According to an LA Times subhead, Israeli police “entered the Al Aqsa mosque without cause” on Saturday.
One glaring problem with the subhead is that reporter Ken Ellingwood later buries the fact that Palestinians were throwing stones at Jewish worshippers, (reporting it as a mere “Israeli claim”). But a second, more serious error, is that while police entered the Temple Mount – a hilltop plaza which contains the Al- Aqsa Mosque and the Dome of the Rock – police never entered any of the mosques on the Temple Mount.
News services often refer to the Temple Mount as a “holy site,” a “compound” or a “plaza.” They sometimes even refer to the site by the Muslim name (Haram al-Sharif) or its translation (the Noble Enclosure). But in bending over backwards to show impartiality towards the conflicting religious claims, the Times simply fell over.

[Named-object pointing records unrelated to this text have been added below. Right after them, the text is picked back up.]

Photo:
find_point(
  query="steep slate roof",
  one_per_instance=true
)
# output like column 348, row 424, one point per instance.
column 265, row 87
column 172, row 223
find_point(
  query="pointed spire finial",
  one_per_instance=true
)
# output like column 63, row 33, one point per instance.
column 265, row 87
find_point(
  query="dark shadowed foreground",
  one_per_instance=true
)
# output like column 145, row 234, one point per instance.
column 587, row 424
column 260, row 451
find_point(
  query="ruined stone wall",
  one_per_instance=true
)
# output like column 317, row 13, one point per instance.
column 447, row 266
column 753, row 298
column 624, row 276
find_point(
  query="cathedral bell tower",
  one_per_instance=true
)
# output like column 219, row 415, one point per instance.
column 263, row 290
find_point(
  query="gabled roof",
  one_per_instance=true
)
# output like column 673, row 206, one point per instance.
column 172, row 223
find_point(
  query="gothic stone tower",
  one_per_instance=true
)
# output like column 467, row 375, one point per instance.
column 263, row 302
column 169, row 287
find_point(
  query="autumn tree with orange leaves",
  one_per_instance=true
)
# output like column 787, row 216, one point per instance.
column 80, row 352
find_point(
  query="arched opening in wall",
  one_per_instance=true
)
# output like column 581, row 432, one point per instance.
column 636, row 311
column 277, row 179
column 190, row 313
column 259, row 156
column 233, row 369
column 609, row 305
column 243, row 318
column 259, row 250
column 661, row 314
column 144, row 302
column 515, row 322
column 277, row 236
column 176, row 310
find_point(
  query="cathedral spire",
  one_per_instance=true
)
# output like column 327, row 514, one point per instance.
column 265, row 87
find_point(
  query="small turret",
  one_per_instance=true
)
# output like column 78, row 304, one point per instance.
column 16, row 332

False claims about Israeli actions on the Temple Mount unfairly and inaccurately portray Israel as conniving to gain control over the site and sometimes even extend legitimacy to Palestinian terror. For example, when snow and tremors led to the collapse of a stone wall on the site, Hamas blamed Israel for undermining the Temple Mount. This prompted the BBC to write:
Israel has been carrying out archaeological excavations in an area outside the compound, inviting the charge that they are trying to destabilise the mosque, Islam’s third holiest site.
In related coverage of Saturday’s riot, AFP described the Western Wall as “the only surviving remnant of the temple.” Actually, the Western Wall is the only surviving remnant of a retaining wall built around the Temple Mount and was never attached to the Temple itself.